A Billionaire's Summer Reading List

JPMorgan
JPMorgan released its much-watched reading list REUTERS/Shannon Stapleton

Five months ago, an Excel spreadsheet began to quietly circulate throughout the global offices of J.P. Morgan in cities as far-flung as Hong Kong, Singapore, London, New York and Dubai.

What was on this furtive spreadsheet, you ask? Exhaustive detail on 568 books, all non-fiction, released in the last 12 months and nominated by the bank’s employees around the world for the express purpose of providing suitable reading to clients of J.P. Morgan’s $2.4 trillion asset-management franchise, which caters to some of the wealthiest people on the planet.
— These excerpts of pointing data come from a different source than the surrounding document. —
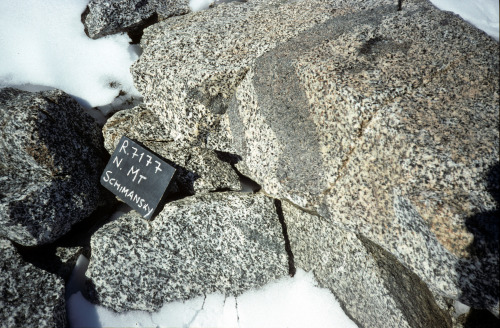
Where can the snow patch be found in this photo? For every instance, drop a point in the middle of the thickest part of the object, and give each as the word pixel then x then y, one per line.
pixel 287 302
pixel 483 14
pixel 43 43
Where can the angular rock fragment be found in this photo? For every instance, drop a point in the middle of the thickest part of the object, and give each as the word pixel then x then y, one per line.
pixel 30 297
pixel 373 287
pixel 51 158
pixel 105 17
pixel 198 169
pixel 387 123
pixel 225 242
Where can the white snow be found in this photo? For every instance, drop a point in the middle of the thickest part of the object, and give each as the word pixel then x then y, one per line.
pixel 287 302
pixel 484 14
pixel 43 46
pixel 43 43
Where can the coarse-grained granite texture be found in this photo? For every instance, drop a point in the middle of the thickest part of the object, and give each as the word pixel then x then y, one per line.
pixel 191 65
pixel 374 289
pixel 226 242
pixel 29 296
pixel 377 113
pixel 198 169
pixel 105 17
pixel 51 158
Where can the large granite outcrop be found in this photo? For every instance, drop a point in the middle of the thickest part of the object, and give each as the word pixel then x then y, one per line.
pixel 105 17
pixel 374 288
pixel 51 158
pixel 191 65
pixel 29 296
pixel 226 242
pixel 198 169
pixel 386 122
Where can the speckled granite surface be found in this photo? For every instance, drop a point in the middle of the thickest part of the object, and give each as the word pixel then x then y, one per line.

Since that time, an international committee of 16 people at J.P. Morgan have been assiduously winnowing down that master list – reviewing, reading and arguing over the finer points of each book – to come to a final 10. These selections, voted on in late April and kept under wraps since then, were released Wednesday morning.

“We’ll be on the phone with our colleagues in India, South America, Asia, Europe for months, going over all different types of books that have come out in the past year on art, science, design, management, biology, philosophy and pretty much any other topic,” says Courtney Straus, a Washington-based adviser for J.P. Morgan’s private bank, a division of its asset-management franchise with more than $992 billion in client assets. “We usually try to have someone representing every part of the world, and then we’ll send out a book to each client selected especially for them. Every year, I have people asking me when the list will be out.”

Being on the committee usually means reading a lot of books, she says, adding, “It takes commitment, but you do feel smarter, because it’s all non-fiction, none of it is fluff.” Straus reckons she’s read more than 100 books since J.P. Morgan launched its reading list for its superrich clients 15 years ago in order to keep in touch with them over the summer. “These are wealthy individuals at endowments and foundations, philanthropists and entrepreneurs, and we try to select books that are timely but also on the cutting edge.”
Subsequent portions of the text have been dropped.